2012-09-25 02:41:46 AM
MSFT: MrSplifferton: Can none of you read?? TFA says that only 8% of people are there for non-emergencies which means most people there are for legitimate reasons. The problem is uninsured causing huge costs to them, which is bullshiat when they charge $500 for a farkin' asprin.

They charge that to try and recoup the losses against the uninsured visitors by soaking the insurance companies. The solution is to pull out the middle man and just have the government provide for both emergent and primary care.


I agree with your solution, but they aren't charging insurance companies $500 for asprin, they are charging the uninsured that price. There is no way as hell that an insurance company would pay 10k per night in a hospital bed, but being uninsured that's what they billed me. Explain that to me, how they could charge that much money to an uninsured person.
 
2012-09-25 02:44:03 AM
MrSplifferton: I agree with your solution, but they aren't charging insurance companies $500 for asprin, they are charging the uninsured that price. There is no way as hell that an insurance company would pay 10k per night in a hospital bed, but being uninsured that's what they billed me. Explain that to me, how they could charge that much money to an uninsured person.
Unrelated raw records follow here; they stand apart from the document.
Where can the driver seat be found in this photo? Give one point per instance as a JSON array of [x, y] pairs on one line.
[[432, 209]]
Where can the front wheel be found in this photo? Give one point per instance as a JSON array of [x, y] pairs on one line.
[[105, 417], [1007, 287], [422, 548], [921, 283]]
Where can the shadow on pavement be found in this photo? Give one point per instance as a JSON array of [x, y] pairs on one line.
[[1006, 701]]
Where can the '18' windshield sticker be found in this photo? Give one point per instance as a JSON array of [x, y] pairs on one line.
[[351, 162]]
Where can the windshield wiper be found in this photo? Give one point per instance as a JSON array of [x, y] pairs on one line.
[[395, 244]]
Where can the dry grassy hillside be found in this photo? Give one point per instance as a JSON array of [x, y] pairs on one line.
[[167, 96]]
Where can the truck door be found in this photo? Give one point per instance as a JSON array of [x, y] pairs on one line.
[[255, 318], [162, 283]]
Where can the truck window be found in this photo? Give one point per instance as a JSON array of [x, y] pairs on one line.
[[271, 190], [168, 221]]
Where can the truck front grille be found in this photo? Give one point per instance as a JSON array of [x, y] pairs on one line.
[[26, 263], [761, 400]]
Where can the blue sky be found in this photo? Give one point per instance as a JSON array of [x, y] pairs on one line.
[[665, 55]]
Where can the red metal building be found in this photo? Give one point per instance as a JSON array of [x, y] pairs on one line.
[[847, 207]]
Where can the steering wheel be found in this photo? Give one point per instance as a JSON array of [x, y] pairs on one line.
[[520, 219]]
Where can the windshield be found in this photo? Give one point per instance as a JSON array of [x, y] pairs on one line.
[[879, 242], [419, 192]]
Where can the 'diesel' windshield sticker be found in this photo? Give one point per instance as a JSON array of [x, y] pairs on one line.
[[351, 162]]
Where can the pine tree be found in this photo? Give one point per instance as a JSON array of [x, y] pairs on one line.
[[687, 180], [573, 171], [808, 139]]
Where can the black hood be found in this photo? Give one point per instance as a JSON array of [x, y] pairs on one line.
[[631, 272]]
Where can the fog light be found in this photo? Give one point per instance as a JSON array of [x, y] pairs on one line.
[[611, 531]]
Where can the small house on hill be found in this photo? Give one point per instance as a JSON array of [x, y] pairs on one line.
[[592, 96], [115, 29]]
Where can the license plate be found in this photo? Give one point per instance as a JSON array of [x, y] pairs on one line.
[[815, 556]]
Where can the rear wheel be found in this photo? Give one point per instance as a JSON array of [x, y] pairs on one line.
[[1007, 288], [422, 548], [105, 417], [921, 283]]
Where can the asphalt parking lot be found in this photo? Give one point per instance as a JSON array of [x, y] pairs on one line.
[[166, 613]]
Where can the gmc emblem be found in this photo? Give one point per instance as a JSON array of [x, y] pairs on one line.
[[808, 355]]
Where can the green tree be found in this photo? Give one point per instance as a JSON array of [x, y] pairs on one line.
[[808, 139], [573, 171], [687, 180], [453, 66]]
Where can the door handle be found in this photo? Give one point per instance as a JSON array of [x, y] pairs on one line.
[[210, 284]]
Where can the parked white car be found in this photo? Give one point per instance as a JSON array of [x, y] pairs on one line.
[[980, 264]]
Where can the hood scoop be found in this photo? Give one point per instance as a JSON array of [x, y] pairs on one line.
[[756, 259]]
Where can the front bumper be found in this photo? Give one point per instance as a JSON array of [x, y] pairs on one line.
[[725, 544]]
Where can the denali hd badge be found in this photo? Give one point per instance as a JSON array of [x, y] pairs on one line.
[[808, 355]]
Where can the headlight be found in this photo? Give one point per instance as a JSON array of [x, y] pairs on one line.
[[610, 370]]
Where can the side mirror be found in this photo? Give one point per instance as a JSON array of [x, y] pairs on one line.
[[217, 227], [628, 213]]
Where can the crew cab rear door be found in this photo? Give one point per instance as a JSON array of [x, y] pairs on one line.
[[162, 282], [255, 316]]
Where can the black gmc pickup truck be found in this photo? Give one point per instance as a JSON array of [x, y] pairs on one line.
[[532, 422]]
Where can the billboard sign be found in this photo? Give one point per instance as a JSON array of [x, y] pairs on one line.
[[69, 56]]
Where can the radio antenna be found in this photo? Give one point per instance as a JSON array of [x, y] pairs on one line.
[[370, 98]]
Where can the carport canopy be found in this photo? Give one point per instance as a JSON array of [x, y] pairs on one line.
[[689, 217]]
They bill the insurance company $500 and the insurance company calls up and says they'll pay $5. Eventually they settle on $50 a tablet and the hospital uses part of that to cover treatment for the uninsured.

That's how the HMO system "works".
 
2012-09-25 02:44:58 AM
MrSplifferton: MSFT: MrSplifferton: Can none of you read?? TFA says that only 8% of people are there for non-emergencies which means most people there are for legitimate reasons. The problem is uninsured causing huge costs to them, which is bullshiat when they charge $500 for a farkin' asprin.

They charge that to try and recoup the losses against the uninsured visitors by soaking the insurance companies. The solution is to pull out the middle man and just have the government provide for both emergent and primary care.

I agree with your solution, but they aren't charging insurance companies $500 for asprin, they are charging the uninsured that price. There is no way as hell that an insurance company would pay 10k per night in a hospital bed, but being uninsured that's what they billed me. Explain that to me, how they could charge that much money to an uninsured person.


Show me where they charge different rates for different payment methods.
 
2012-09-25 02:45:21 AM
MSFT: MrSplifferton: LordJiro: MrSplifferton: Can none of you read?? TFA says that only 8% of people are there for non-emergencies which means most people there are for legitimate reasons. The problem is uninsured causing huge costs to them, which is bullshiat when they charge $500 for a farkin' asprin.

People using the ER without insurance, cost the hospital money. They respond by raising the prices for patients who can actually pay their bills.

They respond by raising the prices on the uninsured and deducting the losses. How else can you explain charging an uninsured person 10k per night in a non-emergency hospital bed. Or charging 8k for an ambulance ride for 100 miles. They don't expect to get paid, they write that shiat off.

Read the article again - they don't "write it off", they go out of business.


They go out of business when their scheme hits the tipping point. You think those ER's are privately owned? They aren't profitable so the parent company pulls the plug. Poor ER doctors, sure, poor Corporation owning multiple ER's and deciding to cut unprofitable ones not so much.